Style over substance
Among freethinkers, Bruno is considered a hero for his intellectual integrity in the face of persecution. Although this essay is written about a man I admire, I found little to enjoy in it. Pater seems less interested in praising Bruno’s defiance of superstition or illuminating his philosophical accomplishments than he is in simply the self-aggrandizement of Walter Pater and his literary style. The whole piece is an overindulgent exercise in pretentious prose. Pater writes in grammatically challenging paragraph-long sentences consisting of strings of comma-separated phrases, the purpose of which seems to be to impress the reader with flowery language while imparting as little information as possible. Almost no facts are given about Bruno’s life and work, just Pater’s speculation of what Bruno’s intellectual development might have been like or what he was thinking at a given time in his life. There is some discussion of the scope of Bruno’s pantheism, but Pater’s way of writing about it obscures more than it reveals.
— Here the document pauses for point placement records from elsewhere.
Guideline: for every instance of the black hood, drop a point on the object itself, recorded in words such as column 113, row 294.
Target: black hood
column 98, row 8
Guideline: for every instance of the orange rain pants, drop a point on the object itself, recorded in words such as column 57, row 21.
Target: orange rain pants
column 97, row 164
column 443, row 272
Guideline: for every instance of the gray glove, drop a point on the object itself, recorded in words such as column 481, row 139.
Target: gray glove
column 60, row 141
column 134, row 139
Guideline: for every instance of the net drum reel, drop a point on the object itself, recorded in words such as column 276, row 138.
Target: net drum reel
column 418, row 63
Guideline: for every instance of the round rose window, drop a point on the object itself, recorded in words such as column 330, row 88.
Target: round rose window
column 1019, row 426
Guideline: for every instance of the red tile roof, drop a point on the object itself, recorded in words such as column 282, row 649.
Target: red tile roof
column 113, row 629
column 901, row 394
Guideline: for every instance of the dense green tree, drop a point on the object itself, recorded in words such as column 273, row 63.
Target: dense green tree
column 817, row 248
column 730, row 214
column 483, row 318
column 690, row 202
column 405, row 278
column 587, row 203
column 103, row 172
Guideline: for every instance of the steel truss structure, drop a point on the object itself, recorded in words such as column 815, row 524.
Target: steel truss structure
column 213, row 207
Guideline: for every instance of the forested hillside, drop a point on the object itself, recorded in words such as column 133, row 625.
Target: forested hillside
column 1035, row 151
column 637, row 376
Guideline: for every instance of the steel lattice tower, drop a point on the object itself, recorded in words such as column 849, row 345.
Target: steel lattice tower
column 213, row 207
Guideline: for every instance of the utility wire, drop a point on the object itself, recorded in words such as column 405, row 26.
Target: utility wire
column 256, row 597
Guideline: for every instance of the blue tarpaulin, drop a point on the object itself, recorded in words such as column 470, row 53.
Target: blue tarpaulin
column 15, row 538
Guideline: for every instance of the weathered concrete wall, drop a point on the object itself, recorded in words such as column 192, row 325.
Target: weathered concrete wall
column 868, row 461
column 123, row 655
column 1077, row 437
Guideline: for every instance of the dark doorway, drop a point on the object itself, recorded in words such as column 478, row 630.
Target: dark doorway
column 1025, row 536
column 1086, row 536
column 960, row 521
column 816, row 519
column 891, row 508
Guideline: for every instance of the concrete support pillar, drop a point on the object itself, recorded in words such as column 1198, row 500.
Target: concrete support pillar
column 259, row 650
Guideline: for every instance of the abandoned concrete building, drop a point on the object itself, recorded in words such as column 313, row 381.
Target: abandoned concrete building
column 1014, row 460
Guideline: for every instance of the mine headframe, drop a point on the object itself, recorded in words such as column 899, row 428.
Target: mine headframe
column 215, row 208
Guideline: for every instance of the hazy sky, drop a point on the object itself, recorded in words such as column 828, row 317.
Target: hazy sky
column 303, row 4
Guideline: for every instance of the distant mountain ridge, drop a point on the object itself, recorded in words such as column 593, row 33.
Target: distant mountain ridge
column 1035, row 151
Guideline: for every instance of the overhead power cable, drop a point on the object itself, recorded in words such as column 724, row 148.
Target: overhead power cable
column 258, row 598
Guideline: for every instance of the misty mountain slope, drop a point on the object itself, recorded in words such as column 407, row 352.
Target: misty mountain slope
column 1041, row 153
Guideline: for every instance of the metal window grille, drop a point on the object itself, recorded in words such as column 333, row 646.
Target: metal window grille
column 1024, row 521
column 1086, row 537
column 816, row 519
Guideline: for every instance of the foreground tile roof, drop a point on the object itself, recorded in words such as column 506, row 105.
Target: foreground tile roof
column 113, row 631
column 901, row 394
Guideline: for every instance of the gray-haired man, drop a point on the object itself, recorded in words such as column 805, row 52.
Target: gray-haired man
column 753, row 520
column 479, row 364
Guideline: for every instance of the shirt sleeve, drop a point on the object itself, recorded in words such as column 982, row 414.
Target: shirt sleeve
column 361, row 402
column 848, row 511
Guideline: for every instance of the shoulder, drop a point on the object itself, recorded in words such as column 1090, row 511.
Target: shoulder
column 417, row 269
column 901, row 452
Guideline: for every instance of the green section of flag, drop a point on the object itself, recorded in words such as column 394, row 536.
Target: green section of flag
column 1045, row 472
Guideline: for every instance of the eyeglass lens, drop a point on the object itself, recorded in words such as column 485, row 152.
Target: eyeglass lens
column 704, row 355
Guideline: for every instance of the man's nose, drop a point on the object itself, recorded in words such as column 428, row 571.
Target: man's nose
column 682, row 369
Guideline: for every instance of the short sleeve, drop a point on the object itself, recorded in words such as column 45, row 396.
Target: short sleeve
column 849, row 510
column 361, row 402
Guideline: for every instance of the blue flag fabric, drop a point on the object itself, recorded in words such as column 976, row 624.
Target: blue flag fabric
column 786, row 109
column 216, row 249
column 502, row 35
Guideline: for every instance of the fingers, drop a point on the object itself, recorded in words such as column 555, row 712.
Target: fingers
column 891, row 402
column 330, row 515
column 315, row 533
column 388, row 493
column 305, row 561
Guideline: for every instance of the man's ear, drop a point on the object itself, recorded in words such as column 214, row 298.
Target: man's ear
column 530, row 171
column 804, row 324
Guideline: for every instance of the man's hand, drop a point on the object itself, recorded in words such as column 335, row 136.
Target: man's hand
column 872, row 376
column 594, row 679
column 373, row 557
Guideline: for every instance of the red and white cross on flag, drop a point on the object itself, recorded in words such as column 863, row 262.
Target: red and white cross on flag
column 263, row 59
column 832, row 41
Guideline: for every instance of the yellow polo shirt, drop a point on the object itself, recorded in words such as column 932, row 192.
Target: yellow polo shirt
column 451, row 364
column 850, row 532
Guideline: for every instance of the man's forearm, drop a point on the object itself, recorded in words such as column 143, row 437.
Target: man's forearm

If you don’t know anything about Bruno, this work is not for you. In order to understand what Pater is saying here, you have to come to this essay with prior knowledge of who Bruno was and why he was important. If you already know that, however, you’re not going to learn anything new here. With this piece of writing, Pater demonstrates the annoying side of those 19th century Renaissance men of letters who just really loved to hear themselves talk. The essay’s one saving grace is its brevity.